Но убийцам и этого мало. То, что нам предстоит узнать в следующий момент, способно свести с ума. «Этого не может быть» – единственно понятная реакция на следующее сообщение:
«А горшок – горячий!»
Представляете себе? И правильно, не нужно представлять, ибо представить себе это невозможно, с холодной расчетливостью садисты сначала разогрели горшок, на который они уже раньше предполагали посадить убитую обезьяну, и все это время сохраняли горшок горячим… и горшок действительно не успел остыть, о чем свидетельствует заключительная фраза текста:
«Обезьяна плачет…»
Фраза эта убеждает: перед нами глубоко реалистическое произведение, пытка раскаленным горшком настолько ужасна, что способна довести до слез даже покойника – существо, вроде бы, бесчувственное!

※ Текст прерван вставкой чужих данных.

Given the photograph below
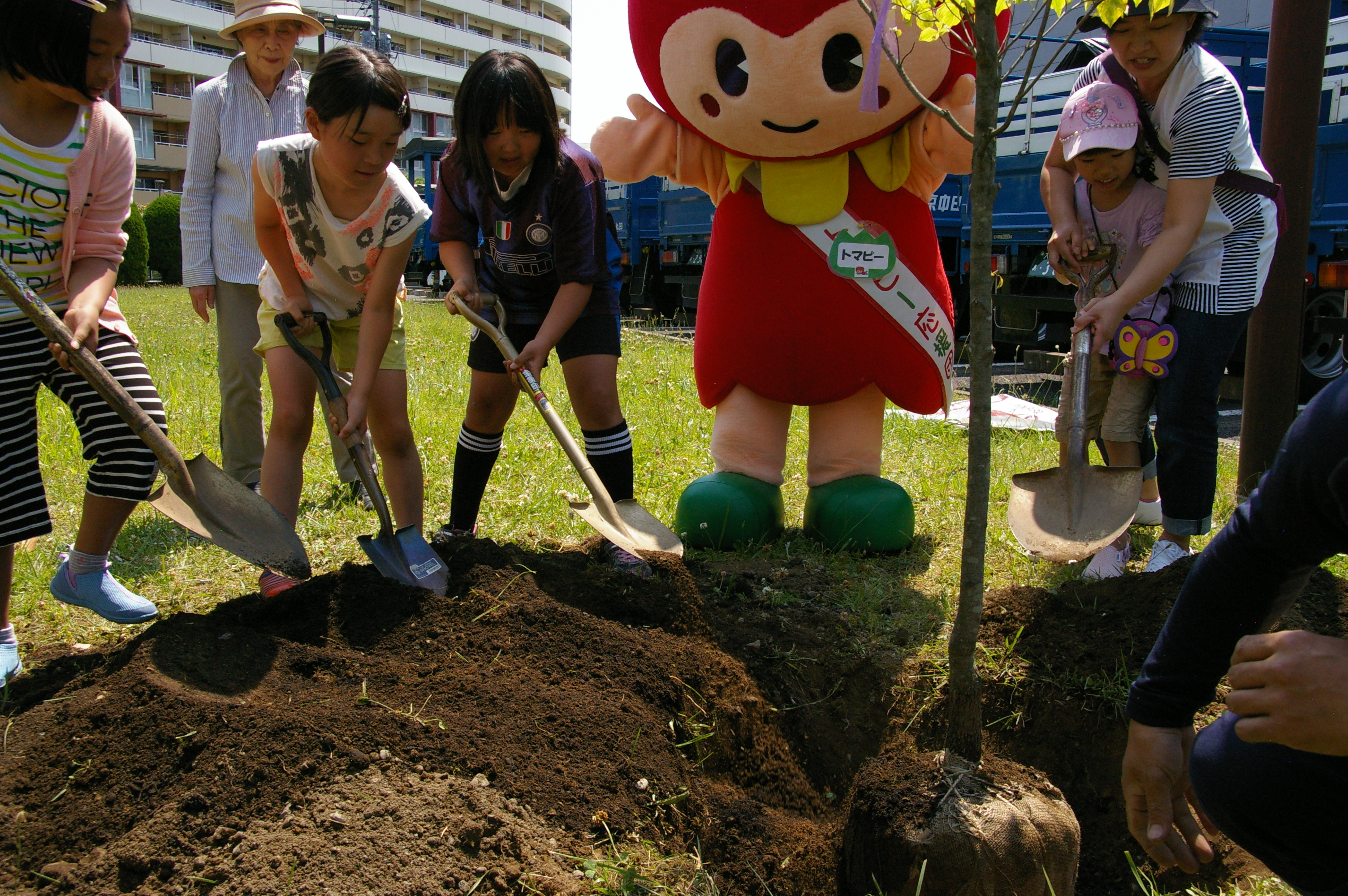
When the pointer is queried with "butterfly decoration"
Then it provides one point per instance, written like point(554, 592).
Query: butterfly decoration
point(1093, 112)
point(1142, 348)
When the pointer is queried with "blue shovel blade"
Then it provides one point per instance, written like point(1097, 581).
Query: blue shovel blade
point(406, 557)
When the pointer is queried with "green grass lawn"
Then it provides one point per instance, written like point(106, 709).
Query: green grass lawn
point(525, 500)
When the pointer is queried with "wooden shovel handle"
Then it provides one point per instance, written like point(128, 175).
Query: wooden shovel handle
point(536, 392)
point(87, 364)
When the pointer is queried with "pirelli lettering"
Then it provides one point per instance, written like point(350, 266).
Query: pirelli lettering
point(521, 264)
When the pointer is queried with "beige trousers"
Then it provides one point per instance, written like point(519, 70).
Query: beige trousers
point(242, 438)
point(750, 437)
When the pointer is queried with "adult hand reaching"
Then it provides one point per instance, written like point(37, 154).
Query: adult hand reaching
point(203, 300)
point(1158, 797)
point(1292, 689)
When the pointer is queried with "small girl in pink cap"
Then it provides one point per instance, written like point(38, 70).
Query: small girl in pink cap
point(1117, 202)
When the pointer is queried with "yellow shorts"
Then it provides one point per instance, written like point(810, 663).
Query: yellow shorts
point(346, 336)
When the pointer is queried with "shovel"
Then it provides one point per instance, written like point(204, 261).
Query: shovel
point(197, 495)
point(625, 523)
point(1069, 513)
point(402, 556)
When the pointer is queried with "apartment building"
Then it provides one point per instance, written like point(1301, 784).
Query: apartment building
point(176, 46)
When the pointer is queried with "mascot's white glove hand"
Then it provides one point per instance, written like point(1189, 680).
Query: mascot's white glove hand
point(633, 151)
point(947, 149)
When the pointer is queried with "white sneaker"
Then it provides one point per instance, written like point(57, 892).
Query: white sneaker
point(1149, 514)
point(1109, 564)
point(1164, 553)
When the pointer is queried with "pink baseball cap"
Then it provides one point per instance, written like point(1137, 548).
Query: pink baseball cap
point(1099, 116)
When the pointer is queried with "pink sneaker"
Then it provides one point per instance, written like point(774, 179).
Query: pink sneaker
point(1109, 564)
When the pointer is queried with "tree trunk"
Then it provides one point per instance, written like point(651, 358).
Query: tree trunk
point(964, 732)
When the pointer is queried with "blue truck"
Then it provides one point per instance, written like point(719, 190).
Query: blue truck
point(1032, 309)
point(419, 162)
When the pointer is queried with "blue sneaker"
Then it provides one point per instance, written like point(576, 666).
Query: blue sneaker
point(10, 665)
point(103, 594)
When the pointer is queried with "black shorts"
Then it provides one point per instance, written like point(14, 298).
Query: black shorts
point(596, 335)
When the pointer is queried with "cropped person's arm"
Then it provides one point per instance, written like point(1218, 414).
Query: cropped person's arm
point(199, 197)
point(1187, 211)
point(1239, 586)
point(272, 239)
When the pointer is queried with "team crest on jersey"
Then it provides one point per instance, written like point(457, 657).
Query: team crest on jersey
point(540, 233)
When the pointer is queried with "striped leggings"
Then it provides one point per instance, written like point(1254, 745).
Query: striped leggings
point(123, 467)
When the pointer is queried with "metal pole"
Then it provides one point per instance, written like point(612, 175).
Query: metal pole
point(1292, 112)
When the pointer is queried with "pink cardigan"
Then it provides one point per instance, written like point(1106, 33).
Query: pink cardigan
point(104, 174)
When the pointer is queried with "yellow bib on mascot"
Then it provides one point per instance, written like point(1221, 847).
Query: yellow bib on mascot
point(824, 284)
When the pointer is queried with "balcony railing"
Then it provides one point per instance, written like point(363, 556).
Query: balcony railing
point(145, 37)
point(480, 33)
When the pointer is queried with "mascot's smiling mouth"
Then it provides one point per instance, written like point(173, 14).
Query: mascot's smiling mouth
point(782, 129)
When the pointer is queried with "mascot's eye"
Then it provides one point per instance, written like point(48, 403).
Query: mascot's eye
point(843, 62)
point(732, 68)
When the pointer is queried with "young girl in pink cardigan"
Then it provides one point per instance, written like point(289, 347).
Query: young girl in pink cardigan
point(66, 173)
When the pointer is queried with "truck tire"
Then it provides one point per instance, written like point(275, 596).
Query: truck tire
point(1322, 353)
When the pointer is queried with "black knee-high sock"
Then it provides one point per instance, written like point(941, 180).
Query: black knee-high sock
point(610, 453)
point(474, 461)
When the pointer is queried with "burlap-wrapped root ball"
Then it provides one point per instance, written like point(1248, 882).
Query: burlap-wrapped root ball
point(994, 831)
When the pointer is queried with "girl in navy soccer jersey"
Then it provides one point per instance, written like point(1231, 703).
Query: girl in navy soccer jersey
point(531, 202)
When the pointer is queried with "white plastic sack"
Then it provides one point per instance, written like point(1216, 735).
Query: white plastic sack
point(1007, 411)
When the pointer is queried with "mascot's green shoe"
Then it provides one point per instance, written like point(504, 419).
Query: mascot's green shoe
point(724, 510)
point(862, 514)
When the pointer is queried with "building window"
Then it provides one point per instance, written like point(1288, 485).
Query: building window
point(137, 91)
point(145, 134)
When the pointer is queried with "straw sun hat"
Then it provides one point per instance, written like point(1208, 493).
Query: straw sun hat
point(248, 13)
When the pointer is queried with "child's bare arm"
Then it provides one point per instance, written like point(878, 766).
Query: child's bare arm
point(88, 289)
point(376, 325)
point(458, 258)
point(276, 248)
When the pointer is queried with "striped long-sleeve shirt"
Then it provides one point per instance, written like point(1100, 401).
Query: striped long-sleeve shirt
point(229, 118)
point(1201, 122)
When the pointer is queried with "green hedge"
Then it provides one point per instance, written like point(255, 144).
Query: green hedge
point(135, 266)
point(165, 237)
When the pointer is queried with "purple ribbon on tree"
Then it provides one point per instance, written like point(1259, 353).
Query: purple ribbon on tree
point(871, 85)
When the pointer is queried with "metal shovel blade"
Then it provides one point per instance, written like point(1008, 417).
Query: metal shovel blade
point(233, 517)
point(1065, 519)
point(405, 557)
point(639, 531)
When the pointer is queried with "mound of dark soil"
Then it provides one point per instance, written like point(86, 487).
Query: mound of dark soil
point(1057, 669)
point(355, 736)
point(352, 736)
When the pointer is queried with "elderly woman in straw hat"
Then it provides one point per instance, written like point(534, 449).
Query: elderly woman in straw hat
point(262, 96)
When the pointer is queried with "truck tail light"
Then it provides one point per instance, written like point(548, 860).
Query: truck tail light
point(1334, 276)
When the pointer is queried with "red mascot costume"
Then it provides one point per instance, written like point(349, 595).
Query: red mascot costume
point(824, 284)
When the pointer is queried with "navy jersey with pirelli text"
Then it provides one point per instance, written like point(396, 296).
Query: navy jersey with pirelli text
point(552, 232)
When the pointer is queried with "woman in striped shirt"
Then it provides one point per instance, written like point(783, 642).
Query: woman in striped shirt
point(61, 142)
point(1220, 229)
point(261, 98)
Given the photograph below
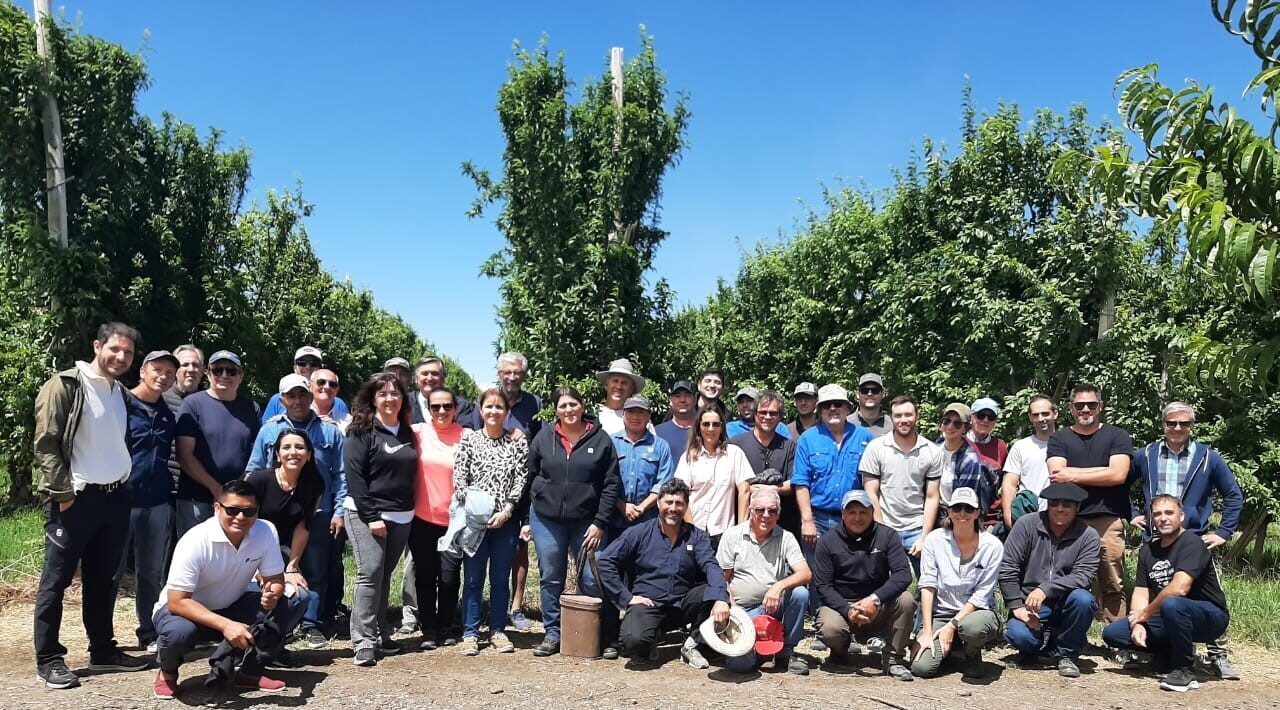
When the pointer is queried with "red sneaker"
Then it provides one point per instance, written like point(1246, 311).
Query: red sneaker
point(259, 683)
point(165, 688)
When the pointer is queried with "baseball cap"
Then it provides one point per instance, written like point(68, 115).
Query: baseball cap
point(855, 495)
point(293, 381)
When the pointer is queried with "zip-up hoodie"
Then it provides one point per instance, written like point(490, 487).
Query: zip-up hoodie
point(1034, 559)
point(1207, 472)
point(380, 467)
point(574, 486)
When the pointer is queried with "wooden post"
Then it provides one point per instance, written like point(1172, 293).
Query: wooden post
point(55, 172)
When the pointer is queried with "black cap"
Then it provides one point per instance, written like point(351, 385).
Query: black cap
point(1064, 491)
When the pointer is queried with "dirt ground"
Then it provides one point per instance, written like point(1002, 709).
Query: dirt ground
point(443, 678)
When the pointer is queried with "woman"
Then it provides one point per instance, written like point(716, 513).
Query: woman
point(492, 461)
point(959, 567)
point(717, 473)
point(574, 486)
point(287, 498)
point(382, 462)
point(437, 573)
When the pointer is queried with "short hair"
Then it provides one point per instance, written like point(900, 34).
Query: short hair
point(1086, 388)
point(515, 358)
point(237, 486)
point(190, 348)
point(675, 486)
point(108, 329)
point(1174, 407)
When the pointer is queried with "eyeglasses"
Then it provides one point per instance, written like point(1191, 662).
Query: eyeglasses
point(232, 511)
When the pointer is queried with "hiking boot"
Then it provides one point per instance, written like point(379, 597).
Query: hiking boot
point(1180, 681)
point(55, 674)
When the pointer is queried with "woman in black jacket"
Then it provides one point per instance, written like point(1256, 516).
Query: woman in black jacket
point(574, 486)
point(380, 461)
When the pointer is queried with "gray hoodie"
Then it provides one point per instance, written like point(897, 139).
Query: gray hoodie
point(1033, 559)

И вот обезьяна плачет – кстати, это единственный глагол настоящего времени во всем повествовании. Глагол, как бы размыкающий страдания обезьяны в вечность. Все, о чем сообщалось до этого, имело конец, но бесконечны муки покойной обезьяны…
Нет, сердце уже почти разорвалось. И нужно срочно придумать какое-нибудь другое развитие событий – хотя бы такое:
Обезьяна без кармана
потеряла кошелек.
Ее тут же приласкали,
посадили на горшок.
А горшок холодный…
Вообще-то тут тоже все не так. Каждый из нас помнит, что даже после того как приласкают, сесть на холодный горшок не слишком большое удовольствие. И быть уверенным, что, сидя на холодном горшке, обезьяна рассмеется, – это, конечно, довольно безрассудно.